そんな気分の下がることが続いたので、3人で真理子の歓迎会も兼ねて食事をしに行くことにした。

真理子のご主人はアフリカ系アメリカ人で、ホテルのイタリアンレストランでシェフの見習いとして働いている。

二人の夢は小さくてもいいピザやパスタの美味しいお店を持つことらしい。

由里より2歳年下の真理子は明るくてよく気使いのできる女性で、土日もしっかり出てくれるので助かっている。

真理子の休日はご主人に合わせて休めるようにしてあげているので、とても喜んで働いてくれている。

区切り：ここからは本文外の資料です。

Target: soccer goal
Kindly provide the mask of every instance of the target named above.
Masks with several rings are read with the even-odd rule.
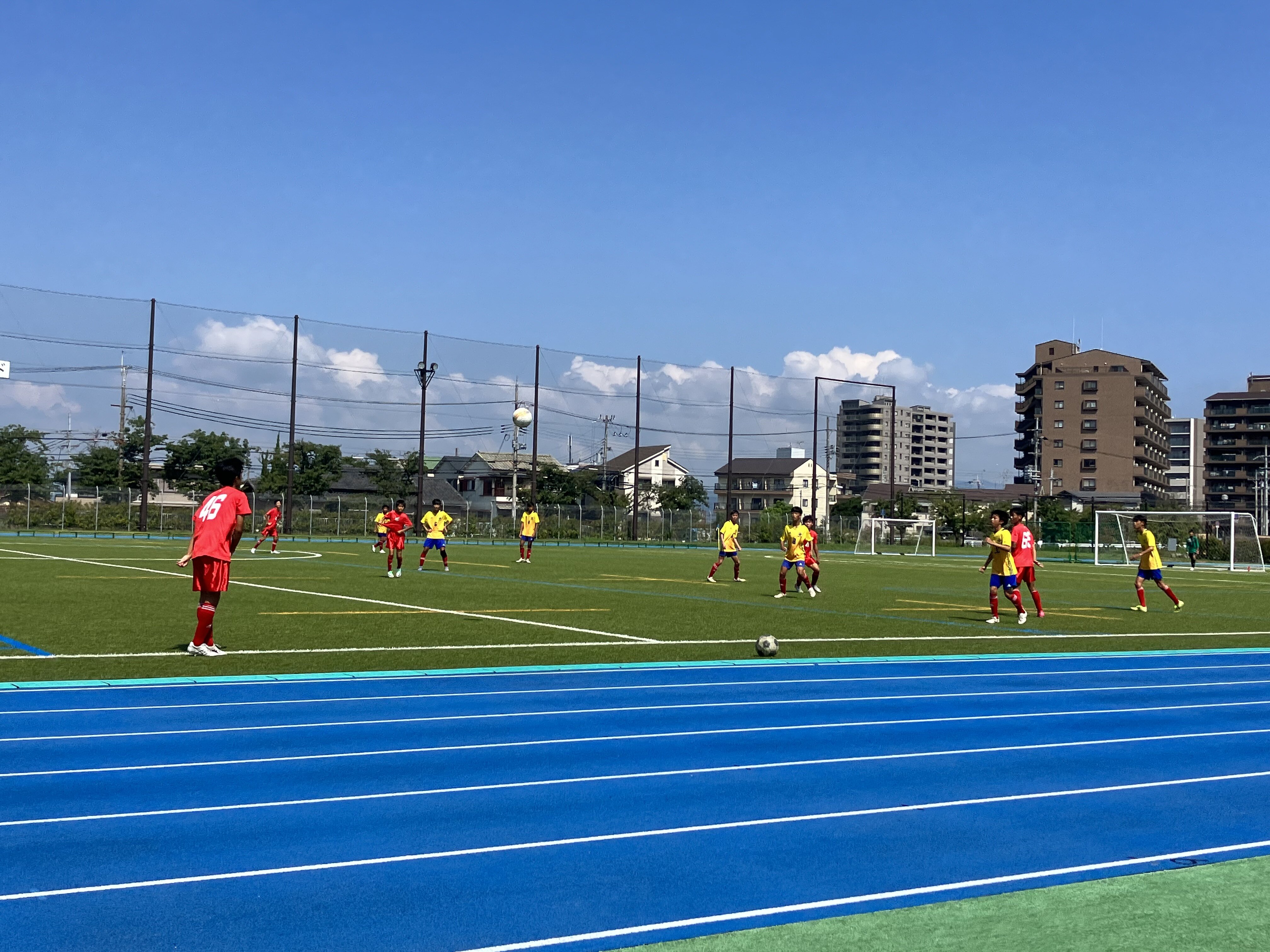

ミッシェルとも仲良くずいぶん年下だけれど仕事に関しては先輩なので、その辺もきちんとわきまえて接してくれている。

由里は人には恵まれているとつくづく思う。

ナタリアの嫌がらせぐらいで落ち込んでいてはいけないと反省した。

食事は真理子のご主人が働いているイタリアンレストランに行って、真理子の旦那様にも挨拶できた。

そしてその後ホテルの最上階のバーに女3人で乗り込んだ。

たまにはお酒を飲んで憂さを晴らそうと意気揚々と行ったのだが、まずいことにナタリアが友人たちと来ていたのだ。

かなりお酒も入っているらしく入ったとたん由里に気づいた彼女は、千鳥足で寄ってきて

「何よ、こんなところに厚かましくも顔を出すなんてとんだジャップね!」

と大きな声で叫んだ。

客の中には日本人もいてみんな眉をひそめている。

ナタリアは持っていたグラスに入ったお酒を由里の顔めがけてぶっかけた。

ホテルのウエイターがナタリアを止めようとしたが、酔った彼女の癇癪は止まらず由里の胸元をつかんでブラウスを破いた。

そして思いっきり突き飛ばした。

由里は近くのテーブルに激突して倒れ床で頭を打って意識をなくした。

割れたガラスが腕に刺さり酷い出血になり周りの人たちは、息を飲んで固まっていたらしい。

それはホントにあっという間の出来事で、由里たちが入店して5分もたっていないうちに起こった。

ミッシェルも真理子もあっけにとられて、由里が倒れて初めて体を動かせたという状態だった。

すぐに救急車を呼ぼうということになったが、ニューヨークの救急車はなかなか来ない。

特に金曜日の夜のマンハッタンはそこら中で渋滞している。

みんなが戸惑っていたが、客に医者がいて彼が自身の勤める病院に連絡して運んでくれたらしい。

由里は後で知ったのでその状況は何もわからず気が付くと、見覚えのない白い天井に腕には点滴がされていてミッシェルと真理子が、ベッドの横に心配そうに座っていた。

気が付いた由美を見て二人とも飛び上がって、ナースコールで看護師を呼んでくれた。

時間にして4時間ほど意識を失っていたらしい。

頭も腕も体中ずきずきする。

もう真夜中は過ぎていた。

腕は8針縫ったらしく打撲や背中にもガラスにより小さな傷があった。